Since I was the nothing, and extended as far as the nothing did, and had the same center, the paper poked very directly into me, into my self-satisfied nothingness. The paper irked me. It was irritating. It itched. It ruined the nothing. Oh, if I had a choice between paper and nothing I would certainly choose nothing! Nothing was fuller. Nothing had depth and truth and gravity. But I wasn’t being given the choice.

Then I noticed that the paper had something written on it.

DID YOU TAKE PHILIP?

Did you take Philip. I read it over and over, incredulous. Did, you, take, Philip. Unmistakable.

This piece of paper was trying to prod me into admitting, if only to myself, that there had been something called Philip once. The question was meant for me, no doubt about that. I mean, here it was. It had been tossed over the transom of my nothing and had landed square in my eye. It wanted a reply.

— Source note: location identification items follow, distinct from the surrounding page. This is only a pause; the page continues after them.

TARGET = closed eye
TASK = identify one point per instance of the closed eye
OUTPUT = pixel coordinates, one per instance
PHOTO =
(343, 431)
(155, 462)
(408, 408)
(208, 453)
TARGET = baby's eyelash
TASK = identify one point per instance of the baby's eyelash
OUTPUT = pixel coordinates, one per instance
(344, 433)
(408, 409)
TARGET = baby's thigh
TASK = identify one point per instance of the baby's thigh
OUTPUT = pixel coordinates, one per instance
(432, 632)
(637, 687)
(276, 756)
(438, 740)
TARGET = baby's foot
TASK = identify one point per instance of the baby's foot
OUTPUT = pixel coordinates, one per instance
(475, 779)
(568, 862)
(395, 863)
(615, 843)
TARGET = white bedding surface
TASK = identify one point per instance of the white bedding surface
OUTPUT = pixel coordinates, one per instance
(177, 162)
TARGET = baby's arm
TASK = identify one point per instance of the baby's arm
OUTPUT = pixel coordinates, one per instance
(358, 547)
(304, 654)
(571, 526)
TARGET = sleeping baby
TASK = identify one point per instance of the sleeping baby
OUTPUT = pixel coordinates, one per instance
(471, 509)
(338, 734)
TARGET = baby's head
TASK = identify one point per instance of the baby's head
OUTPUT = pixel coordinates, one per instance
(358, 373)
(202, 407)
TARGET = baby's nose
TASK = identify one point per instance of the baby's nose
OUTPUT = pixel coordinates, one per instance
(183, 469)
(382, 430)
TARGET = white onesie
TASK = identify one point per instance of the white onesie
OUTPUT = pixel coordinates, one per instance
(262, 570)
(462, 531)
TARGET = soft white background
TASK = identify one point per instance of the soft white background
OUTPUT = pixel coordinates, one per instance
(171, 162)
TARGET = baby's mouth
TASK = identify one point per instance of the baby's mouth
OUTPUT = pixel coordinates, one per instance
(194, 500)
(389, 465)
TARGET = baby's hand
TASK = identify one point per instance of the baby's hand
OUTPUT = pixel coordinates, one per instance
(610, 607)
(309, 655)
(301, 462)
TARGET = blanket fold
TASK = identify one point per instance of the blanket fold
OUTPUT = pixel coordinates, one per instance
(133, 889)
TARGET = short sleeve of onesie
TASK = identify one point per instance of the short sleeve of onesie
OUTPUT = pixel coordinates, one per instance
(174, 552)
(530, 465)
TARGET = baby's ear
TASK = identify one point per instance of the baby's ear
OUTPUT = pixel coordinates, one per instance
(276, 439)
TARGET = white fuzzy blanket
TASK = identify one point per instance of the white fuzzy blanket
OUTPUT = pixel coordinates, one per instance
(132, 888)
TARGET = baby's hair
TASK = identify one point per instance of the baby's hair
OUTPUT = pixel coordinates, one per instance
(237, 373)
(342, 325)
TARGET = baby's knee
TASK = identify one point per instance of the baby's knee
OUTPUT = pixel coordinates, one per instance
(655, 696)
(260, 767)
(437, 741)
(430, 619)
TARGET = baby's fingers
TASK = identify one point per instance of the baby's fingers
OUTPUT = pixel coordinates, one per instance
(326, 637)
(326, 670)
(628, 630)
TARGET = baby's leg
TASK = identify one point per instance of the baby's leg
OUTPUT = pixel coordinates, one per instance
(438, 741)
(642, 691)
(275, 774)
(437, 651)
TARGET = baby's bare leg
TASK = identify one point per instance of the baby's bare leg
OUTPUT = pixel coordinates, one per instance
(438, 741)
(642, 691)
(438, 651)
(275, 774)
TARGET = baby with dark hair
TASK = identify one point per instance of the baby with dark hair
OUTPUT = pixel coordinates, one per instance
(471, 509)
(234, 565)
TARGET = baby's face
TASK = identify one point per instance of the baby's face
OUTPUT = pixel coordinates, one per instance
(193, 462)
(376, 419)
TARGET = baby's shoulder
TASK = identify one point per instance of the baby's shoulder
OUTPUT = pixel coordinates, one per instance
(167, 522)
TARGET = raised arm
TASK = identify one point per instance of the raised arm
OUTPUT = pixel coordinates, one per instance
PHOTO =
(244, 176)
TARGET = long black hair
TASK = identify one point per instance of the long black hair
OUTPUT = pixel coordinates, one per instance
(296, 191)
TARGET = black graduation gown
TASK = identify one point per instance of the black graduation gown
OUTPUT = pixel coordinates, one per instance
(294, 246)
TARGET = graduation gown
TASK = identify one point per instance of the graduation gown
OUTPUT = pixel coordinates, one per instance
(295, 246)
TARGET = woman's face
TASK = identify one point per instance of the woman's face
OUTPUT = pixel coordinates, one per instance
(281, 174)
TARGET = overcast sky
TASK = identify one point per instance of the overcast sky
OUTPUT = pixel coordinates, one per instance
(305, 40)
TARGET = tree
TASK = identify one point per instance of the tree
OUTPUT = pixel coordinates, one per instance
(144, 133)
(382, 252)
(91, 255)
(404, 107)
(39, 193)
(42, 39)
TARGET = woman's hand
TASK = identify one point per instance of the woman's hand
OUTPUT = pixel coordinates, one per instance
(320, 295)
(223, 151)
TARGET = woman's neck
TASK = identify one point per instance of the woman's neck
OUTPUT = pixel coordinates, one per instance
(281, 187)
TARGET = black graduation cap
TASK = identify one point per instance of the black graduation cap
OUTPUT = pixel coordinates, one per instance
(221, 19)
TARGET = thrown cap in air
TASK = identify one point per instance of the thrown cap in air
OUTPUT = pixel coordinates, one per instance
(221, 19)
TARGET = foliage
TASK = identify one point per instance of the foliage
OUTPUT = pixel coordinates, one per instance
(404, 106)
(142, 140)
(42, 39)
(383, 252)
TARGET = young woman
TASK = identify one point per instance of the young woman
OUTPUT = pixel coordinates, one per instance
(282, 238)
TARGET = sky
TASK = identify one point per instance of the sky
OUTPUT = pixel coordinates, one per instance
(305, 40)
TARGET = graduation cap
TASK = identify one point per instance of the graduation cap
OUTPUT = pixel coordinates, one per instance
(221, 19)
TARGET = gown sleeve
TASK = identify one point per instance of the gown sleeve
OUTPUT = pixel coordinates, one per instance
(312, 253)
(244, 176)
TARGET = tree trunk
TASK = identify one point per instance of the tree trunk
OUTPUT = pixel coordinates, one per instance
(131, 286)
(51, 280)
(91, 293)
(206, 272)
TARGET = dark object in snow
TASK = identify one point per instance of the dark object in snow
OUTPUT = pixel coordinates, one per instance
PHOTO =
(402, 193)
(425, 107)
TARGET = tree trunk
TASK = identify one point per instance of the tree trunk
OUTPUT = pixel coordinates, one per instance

Did I take Philip? Take how? Like a drug? Was I able to take him, withstand him, endure him? Well, barely. Or take away. Yes, that was it, of course. Did I take Philip away. So this was a message from the place I had been. Where, since I was here—despite, needless to say, being nothing here—I no longer was. Hey, I was nothing here, and I wasn’t there! Nothing in both places! Delightful.

But the first place was protesting. Or at least making a polite inquiry. It deserved an answer.

Yes, I thought, trying it on for size. Sure. I suppose I did. He came with me when I left. Of course, at that point he was most of me, was in fact the whole of me, and I—the nothing speaking to you now—was just a hint or potentiality in him. A foreshadowing. But yes, I took him. Really, you could have him back, except I don’t know where he’s gone. I’ve lost him.

But take him? Sure. That was me.

Thinking it, my eye opened. My one wide eye, looking out into the chamber. The fluorescent fixture curved away overhead, the steel table peeled away underneath. Soft, in his lab coat and goggle-eyed glasses, peered in curiously at me as I made the paper disappear.

I’d replaced Lack at his spot on the table.

Soft compressed his lips, and slicked back a thatch of black hair that had fallen over his eyes. He backed away from my fish-eye window on the world and leaned over another slip of paper at the far end of the table. He was sweating like a schoolboy cheating on an exam. This was a clandestine visit. He was here against his own better counsel. He was afraid some colleague or janitor would catch him here, resorting to primitive, unscientific methods. He looked tired. He needed a haircut.